According to an embodiment, a method according to various embodiments of the disclosure may be included and provided in a computer program product. The computer program product may be traded as a product between a seller and a buyer. The computer program product may be distributed in the form of a machine-readable storage medium (e.g., compact disc read only memory (CD-ROM)), or be distributed (e.g., downloaded or uploaded) online via an application store (e.g., PlayStore™), or between two user devices (e.g., smart phones) directly. If distributed online, at least part of the computer program product may be temporarily generated or at least temporarily stored in the machine-readable storage medium, such as memory of the manufacturer's server, a server of the application store, or a relay server.

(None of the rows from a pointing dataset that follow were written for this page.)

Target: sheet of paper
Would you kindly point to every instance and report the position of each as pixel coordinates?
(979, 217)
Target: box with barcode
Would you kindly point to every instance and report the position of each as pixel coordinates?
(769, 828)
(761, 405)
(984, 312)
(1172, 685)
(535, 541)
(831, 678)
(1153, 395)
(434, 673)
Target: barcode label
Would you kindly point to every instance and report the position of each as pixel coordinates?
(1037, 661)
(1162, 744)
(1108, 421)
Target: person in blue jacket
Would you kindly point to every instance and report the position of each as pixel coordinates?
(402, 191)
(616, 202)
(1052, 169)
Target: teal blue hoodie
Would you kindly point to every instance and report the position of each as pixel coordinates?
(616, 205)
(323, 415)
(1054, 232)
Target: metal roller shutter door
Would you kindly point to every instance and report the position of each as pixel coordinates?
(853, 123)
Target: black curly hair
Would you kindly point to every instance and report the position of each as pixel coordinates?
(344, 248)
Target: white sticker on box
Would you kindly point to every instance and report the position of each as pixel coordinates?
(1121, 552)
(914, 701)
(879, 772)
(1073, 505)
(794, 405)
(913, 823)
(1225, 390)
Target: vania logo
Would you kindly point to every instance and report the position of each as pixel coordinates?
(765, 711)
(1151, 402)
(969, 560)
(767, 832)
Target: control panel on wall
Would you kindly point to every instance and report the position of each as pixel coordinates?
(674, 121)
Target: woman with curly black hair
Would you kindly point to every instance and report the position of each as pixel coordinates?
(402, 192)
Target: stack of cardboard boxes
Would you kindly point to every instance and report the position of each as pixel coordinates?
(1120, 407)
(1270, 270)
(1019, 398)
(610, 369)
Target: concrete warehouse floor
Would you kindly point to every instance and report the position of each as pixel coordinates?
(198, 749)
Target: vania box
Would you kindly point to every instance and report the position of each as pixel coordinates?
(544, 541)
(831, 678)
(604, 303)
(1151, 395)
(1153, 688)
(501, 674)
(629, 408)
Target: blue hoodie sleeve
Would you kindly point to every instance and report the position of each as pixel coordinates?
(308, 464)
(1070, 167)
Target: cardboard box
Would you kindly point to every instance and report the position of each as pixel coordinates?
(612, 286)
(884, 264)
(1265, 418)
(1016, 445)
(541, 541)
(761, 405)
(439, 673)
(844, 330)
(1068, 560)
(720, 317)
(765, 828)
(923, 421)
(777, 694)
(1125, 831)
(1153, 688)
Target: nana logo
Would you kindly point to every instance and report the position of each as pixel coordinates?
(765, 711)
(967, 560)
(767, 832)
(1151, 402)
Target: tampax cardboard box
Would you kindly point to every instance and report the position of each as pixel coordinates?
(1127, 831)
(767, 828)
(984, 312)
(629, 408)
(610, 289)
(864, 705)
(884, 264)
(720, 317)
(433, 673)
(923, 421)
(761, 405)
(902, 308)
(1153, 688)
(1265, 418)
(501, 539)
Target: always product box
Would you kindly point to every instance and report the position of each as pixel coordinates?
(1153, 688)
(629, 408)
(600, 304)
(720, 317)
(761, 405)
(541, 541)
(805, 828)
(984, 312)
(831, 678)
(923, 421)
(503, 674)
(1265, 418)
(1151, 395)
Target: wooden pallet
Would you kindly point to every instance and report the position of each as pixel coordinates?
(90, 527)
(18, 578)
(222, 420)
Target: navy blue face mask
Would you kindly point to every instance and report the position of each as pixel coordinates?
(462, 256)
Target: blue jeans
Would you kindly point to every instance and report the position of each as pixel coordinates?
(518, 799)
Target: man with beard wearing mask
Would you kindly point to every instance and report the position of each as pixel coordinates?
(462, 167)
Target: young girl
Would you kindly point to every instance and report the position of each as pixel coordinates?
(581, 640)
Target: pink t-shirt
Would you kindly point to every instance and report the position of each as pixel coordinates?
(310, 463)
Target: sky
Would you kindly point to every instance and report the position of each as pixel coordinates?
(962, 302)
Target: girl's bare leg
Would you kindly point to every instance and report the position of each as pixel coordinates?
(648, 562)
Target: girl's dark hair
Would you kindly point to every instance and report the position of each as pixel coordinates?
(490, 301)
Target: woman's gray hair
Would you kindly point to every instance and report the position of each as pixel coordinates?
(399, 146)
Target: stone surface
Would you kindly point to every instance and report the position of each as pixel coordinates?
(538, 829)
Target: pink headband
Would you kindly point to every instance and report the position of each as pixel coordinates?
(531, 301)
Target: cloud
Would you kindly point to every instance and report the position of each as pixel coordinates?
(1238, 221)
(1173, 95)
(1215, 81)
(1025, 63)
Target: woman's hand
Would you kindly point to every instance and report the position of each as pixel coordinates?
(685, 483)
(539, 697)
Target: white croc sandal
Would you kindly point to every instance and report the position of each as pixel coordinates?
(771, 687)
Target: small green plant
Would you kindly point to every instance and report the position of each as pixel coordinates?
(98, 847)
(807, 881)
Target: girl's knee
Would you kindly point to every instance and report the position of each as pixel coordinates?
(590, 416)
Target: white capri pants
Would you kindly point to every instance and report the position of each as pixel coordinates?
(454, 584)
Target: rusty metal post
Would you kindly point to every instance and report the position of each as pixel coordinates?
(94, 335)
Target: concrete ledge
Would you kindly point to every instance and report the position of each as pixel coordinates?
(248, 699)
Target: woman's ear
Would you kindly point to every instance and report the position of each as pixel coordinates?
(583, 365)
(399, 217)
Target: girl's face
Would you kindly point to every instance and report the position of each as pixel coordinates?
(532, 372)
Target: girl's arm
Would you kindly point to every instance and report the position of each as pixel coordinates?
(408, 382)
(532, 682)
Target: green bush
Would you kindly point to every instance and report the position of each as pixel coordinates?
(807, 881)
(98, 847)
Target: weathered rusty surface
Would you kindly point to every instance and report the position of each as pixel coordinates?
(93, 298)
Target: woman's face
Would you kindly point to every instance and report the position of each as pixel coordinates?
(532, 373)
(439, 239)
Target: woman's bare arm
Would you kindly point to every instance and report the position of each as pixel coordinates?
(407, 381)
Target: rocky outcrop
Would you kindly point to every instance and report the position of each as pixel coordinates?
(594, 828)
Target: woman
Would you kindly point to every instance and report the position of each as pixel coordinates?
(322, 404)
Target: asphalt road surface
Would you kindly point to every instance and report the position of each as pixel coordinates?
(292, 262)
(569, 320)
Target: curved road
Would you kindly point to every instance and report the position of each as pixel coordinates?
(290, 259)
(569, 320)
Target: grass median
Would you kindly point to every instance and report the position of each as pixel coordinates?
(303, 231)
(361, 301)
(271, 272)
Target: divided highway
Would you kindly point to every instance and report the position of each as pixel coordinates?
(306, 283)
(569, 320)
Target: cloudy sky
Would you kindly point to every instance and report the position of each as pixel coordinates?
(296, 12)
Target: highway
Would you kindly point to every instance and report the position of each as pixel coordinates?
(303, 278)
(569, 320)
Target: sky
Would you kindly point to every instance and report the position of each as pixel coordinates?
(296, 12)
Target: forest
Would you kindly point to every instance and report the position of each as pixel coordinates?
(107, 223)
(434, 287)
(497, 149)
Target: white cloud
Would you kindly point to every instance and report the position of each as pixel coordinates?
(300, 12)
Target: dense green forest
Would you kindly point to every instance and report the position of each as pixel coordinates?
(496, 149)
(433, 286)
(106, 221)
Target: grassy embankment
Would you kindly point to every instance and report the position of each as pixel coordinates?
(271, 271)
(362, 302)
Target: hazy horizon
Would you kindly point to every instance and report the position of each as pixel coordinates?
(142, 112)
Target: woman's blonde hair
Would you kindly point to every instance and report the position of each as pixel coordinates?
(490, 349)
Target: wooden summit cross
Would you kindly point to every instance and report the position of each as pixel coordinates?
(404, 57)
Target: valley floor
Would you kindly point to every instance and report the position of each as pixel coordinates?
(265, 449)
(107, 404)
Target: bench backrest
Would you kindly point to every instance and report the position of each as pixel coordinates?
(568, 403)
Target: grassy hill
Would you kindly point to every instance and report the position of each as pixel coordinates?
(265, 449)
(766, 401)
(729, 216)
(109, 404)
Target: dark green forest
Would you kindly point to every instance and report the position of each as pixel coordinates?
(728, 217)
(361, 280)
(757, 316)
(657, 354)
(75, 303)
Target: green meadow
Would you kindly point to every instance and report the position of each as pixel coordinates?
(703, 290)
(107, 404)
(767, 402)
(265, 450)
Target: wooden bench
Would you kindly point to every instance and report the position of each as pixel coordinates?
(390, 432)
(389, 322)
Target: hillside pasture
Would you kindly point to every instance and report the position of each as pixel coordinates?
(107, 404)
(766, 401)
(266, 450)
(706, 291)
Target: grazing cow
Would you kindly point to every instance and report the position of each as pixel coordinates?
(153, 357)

According to various embodiments, each component (e.g., a module or a program) of the above-described components may include a single entity or multiple entities, and some of the multiple entities may be separately disposed in different components. According to various embodiments, one or more of the above-described components may be omitted, or one or more other components may be added. Alternatively or additionally, a plurality of components (e.g., modules or programs) may be integrated into a single component. In such a case, according to various embodiments, the integrated component may still perform one or more functions of each of the plurality of components in the same or similar manner as they are performed by a corresponding one of the plurality of components before the integration. According to various embodiments, operations performed by the module, the program, or another component may be carried out sequentially, in parallel, repeatedly, or heuristically, or one or more of the operations may be executed in a different order or omitted, or one or more other operations may be added.

While the disclosure has been illustrated and described with reference to various example embodiments, it will be understood that the various example embodiments are intended to be illustrative, not limiting. It will be further understood, by those skilled in the art, that various modifications, alternatives and/or variations of the various example embodiments may be made without departing from the true spirit and full scope of the disclosure, including the appended claims and their equivalents. It will also be understood that any of the embodiment(s) described herein may be used in conjunction with any other embodiment(s) described herein.